Please consider this java code:

public class CMain {
    public static void main(String[] args){

        for (int i = 0; i < 10; i++) {
            System.out.println("A");
            System.err.println("B");
        }

    }
}

By a quick look at the code, some of us may think the output has to be the print of As and Bs alternatively. However is not! It is a random appearance of 10 A characters and 10 B ones. Something like this:

Why is that? and what is the solution for it so that the As and Bs gets displayed alternatively ( A B A B A B ...) Before I ask this question, I checked several other similar questions for solution and non worked for my case! I have brought some of them here:

Synchronization and System.out.println
Java: synchronizing standard out and standard error
Java: System.out.println and System.err.println out of order PS. I am using Eclipse as my IDE

回答1:

Why does this happen?

This is because out and err are two different output streams. However, both of them print on console. So you do not see them as different streams. Moreover, when you do out.println(), it is not guaranteed that you will see the output on the console as soon as the statement gets executed.
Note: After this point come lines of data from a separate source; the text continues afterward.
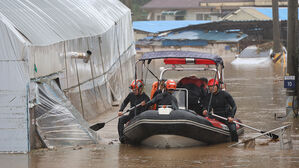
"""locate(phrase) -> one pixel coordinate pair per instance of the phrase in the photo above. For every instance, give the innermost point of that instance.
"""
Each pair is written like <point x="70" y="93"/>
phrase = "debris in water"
<point x="77" y="147"/>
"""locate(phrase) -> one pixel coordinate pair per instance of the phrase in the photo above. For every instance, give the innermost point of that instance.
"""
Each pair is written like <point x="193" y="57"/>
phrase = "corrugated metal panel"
<point x="246" y="14"/>
<point x="254" y="52"/>
<point x="209" y="36"/>
<point x="161" y="26"/>
<point x="283" y="12"/>
<point x="184" y="43"/>
<point x="47" y="22"/>
<point x="13" y="91"/>
<point x="34" y="33"/>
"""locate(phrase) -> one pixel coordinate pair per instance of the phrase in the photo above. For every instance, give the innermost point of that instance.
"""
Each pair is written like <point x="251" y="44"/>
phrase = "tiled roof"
<point x="161" y="26"/>
<point x="183" y="4"/>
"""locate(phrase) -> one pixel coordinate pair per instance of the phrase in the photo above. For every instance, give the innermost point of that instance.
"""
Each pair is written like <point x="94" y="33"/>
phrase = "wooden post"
<point x="276" y="30"/>
<point x="291" y="42"/>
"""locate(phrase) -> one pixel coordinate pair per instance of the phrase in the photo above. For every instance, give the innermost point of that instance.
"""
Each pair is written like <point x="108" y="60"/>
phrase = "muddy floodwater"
<point x="259" y="94"/>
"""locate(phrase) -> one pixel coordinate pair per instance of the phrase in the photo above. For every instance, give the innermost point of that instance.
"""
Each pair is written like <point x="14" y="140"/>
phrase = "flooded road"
<point x="259" y="94"/>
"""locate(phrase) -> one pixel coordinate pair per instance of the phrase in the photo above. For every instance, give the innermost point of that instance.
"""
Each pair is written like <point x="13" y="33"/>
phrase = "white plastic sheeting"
<point x="13" y="90"/>
<point x="58" y="122"/>
<point x="36" y="36"/>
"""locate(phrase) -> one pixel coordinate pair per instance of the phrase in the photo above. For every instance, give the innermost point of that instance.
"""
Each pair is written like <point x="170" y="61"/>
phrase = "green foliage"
<point x="138" y="13"/>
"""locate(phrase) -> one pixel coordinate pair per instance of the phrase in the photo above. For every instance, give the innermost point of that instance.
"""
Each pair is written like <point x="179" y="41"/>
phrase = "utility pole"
<point x="276" y="30"/>
<point x="292" y="45"/>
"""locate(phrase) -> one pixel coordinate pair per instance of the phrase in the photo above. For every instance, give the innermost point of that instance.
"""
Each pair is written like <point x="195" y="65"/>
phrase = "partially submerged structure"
<point x="86" y="47"/>
<point x="188" y="38"/>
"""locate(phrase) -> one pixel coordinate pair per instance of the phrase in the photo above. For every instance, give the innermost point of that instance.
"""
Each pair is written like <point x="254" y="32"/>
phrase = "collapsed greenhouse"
<point x="62" y="63"/>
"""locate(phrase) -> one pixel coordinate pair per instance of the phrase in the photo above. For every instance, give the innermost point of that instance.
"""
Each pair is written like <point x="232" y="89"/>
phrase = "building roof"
<point x="48" y="22"/>
<point x="256" y="13"/>
<point x="246" y="14"/>
<point x="182" y="54"/>
<point x="184" y="4"/>
<point x="283" y="12"/>
<point x="203" y="35"/>
<point x="162" y="26"/>
<point x="254" y="52"/>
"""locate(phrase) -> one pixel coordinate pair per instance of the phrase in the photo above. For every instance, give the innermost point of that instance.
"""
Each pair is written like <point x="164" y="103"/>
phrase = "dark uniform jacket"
<point x="135" y="100"/>
<point x="222" y="104"/>
<point x="165" y="99"/>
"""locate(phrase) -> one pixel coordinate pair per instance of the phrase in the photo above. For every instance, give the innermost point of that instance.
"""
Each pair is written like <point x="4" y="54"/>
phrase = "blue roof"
<point x="203" y="35"/>
<point x="283" y="12"/>
<point x="161" y="26"/>
<point x="182" y="54"/>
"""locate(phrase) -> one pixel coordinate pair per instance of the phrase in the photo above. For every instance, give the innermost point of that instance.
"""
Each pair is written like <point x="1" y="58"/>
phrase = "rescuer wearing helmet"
<point x="137" y="96"/>
<point x="166" y="98"/>
<point x="223" y="105"/>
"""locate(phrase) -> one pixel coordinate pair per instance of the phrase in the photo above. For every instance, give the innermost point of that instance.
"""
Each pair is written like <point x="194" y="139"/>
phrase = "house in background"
<point x="199" y="9"/>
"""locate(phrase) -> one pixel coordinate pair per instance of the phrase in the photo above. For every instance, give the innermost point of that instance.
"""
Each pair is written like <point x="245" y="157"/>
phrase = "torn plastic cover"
<point x="58" y="123"/>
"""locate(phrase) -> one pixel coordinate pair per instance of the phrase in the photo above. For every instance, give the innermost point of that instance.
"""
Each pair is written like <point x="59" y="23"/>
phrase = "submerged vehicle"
<point x="165" y="127"/>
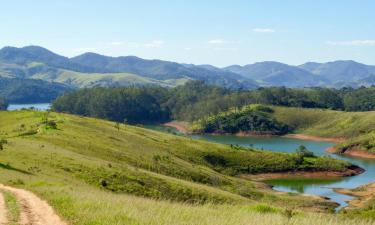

Instead, the strings are usually(depends on the system) stored in an output buffer (if you will) which is processed later by the system to put the output from the buffer onto the screen.

Solution :(

Although, as Eng.Fouad pointed out that you can use setOut(System.err) or setErr(System.out) to make them ordered, I would still not suggest doing that when you are actually putting this in an application (only use it for debugging purposes).

What the proposed solution does is that it will end up using only one stream for both the standard output and the standard error, which I do not think is a good thing to do.